Asumi Ōmura

Personal information
- Nationality: Japan
- Born: 11 November 1989 (age 36)
- Height: 1.67 m (5 ft 5+1⁄2 in)
- Weight: 62 kg (137 lb)

Sport
- Sport: Canoeing
- Event: Sprint canoe
- Club: Waseda University
- Coached by: Octavian Ispas

Medal record
Women's canoe sprint
Representing Japan
Asian Games
| Silver medal – second place | 2010 Guangzhou | K-2 500 m |
| Bronze medal – third place | 2010 Guangzhou | K-4 500 m |
Asian Championships
| Silver medal – second place | 2011 Tehran | K-1 500 m |
| Silver medal – second place | 2011 Tehran | K-2 500 m |
| Silver medal – second place | 2013 Samarkand | K-2 1000 m |
| Bronze medal – third place | 2015 Palembang | K-2 500 m |

= Asumi Ōmura =

Japanese sprint canoeist (born 1989)

Asumi Ōmura (大村明日美, Ōmura Asumi) is a Japanese sprint canoeist, born in Shizuoka Prefecture. She won silver and bronze medal in the women's kayak doubles and four at the 2010 Asian Games in Guangzhou, China, respectively. Ōmura is also a member of the canoe and kayak team at Waseda University in Shinjuku, and is coached and trained by Octavian Ispas of Romania.

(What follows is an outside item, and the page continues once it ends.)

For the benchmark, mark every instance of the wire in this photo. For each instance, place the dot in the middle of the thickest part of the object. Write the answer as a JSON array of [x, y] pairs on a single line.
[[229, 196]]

Ōmura represented Japan at the 2012 Summer Olympics in London, where she competed in the women's K-2 500 metres. Ōmura and her partner Shinobu Kitamoto failed to advance into the semi-finals, as they placed sixth in the second heat by approximately two seconds behind the Slovakian pair Ivana Kmeťová and Martina Kohlová, with a time of 1:47.323.